B eyond the SAT question, the decision opens broader issues for the University of California and other institutions, particularly such selective state universities as Virginia, Texas, and Michigan: How, in a democracy, does one choose intellectual elites? What's the trade-off between access and standards? California's master plan for higher education makes the top 12.5 percent of the state's high school graduates eligible for the University of California; the top 33 percent are eligible for the California State University, and almost anyone can attend one of the state's 100-plus community colleges.
But the formula for determining the top 12.5 percent--grades in major high school academic subjects, SAT scores, and scores on the College Board achievement tests--was not handed down to Moses on the mountain. It's arbitrary; if any element is changed, or if others (rank in high school class, for example) are added, the mix--racial, social, economic, geographic--changes as well, in some instances radically.

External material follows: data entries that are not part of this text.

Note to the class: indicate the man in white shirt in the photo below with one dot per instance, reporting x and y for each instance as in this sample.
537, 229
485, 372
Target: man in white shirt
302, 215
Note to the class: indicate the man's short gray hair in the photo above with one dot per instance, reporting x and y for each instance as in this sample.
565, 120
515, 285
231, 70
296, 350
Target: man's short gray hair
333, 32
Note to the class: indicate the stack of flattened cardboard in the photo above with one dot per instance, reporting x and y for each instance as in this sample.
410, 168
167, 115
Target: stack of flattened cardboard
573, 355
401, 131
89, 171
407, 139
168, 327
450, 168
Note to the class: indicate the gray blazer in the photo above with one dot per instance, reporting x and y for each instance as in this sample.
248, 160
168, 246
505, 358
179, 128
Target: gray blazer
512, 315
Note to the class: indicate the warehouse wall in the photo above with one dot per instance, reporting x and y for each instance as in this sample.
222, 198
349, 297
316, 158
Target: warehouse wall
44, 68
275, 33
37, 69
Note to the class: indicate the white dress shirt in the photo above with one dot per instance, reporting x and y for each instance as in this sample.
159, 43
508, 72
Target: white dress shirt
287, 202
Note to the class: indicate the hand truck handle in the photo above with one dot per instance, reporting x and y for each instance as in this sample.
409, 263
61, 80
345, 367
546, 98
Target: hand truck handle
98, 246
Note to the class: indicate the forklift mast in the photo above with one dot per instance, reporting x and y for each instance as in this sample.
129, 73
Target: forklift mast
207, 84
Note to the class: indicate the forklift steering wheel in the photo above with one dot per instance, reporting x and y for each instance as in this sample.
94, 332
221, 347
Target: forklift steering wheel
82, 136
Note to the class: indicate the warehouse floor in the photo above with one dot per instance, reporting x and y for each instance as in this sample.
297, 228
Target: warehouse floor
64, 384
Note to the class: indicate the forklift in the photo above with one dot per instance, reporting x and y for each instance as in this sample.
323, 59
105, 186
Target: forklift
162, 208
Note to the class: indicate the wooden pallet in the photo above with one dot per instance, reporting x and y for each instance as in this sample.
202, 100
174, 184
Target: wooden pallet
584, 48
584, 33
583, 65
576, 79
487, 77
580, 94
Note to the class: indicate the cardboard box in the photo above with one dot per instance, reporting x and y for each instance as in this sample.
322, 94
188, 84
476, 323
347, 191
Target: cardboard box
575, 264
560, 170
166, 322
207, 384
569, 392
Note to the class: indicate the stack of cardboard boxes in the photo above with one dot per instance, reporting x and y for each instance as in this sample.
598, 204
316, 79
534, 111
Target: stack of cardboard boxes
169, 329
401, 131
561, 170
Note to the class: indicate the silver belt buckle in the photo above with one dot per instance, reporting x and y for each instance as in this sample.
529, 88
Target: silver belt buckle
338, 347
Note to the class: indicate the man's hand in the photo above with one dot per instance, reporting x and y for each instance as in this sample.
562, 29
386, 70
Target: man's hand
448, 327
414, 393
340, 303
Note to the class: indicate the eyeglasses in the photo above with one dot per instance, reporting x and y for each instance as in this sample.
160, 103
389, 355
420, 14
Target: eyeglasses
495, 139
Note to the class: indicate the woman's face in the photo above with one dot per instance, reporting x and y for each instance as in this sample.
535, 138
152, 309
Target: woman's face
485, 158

Whether that ultimately will generate better academic standards or only more politically defensible ones is anybody's guess. Wilson made it plain just how political public university admission policies could become.
To be sure, all the tricks that an institution can play with admissions are relatively minor in determining enrollment and standards next to broader social and economic policies. In states like California, the quality and standards of the K-12 schools and questions about how many students should be accommodated and at what cost (and by whom paid) are determined far more by expansive and increasingly costly prison policies and by the likely shrinkage in federal subsidies for student grants and loans than by any other factor. Pete Wilson's vigorous support of three-strikes laws, which are driving prison costs through the roof, will have far more impact on California's youth than anything he's done regarding college admissions. In California's case, moreover, the affirmative action fight has taken attention from a whole set of more substantive issues in higher education--issues concerning academic priorities, productivity, funding, the trade-off between teaching and research--that have been pressing in on the state's institutions.
But that will not reduce the symbolic power of the regents' act or its consequences for higher education. We will see if it generates any new determination to address the problems of the dreadful K-12 schools that many students--not all of them racial minorities--are forced to attend. If the University of California's claims are right that it admits almost no undergraduate who is academically ineligible under its admissions standards--that preferences are only given only in admission to its most selective campuses--then virtually no one now eligible for the university will be excluded even without race preferences. The only change will be in the branch of the university system a student may attend. That makes the battles over admissions policies--those already fought, those yet to come--look all the more ironic, but it will not make them any less bitter or their ultimate result any more predictable.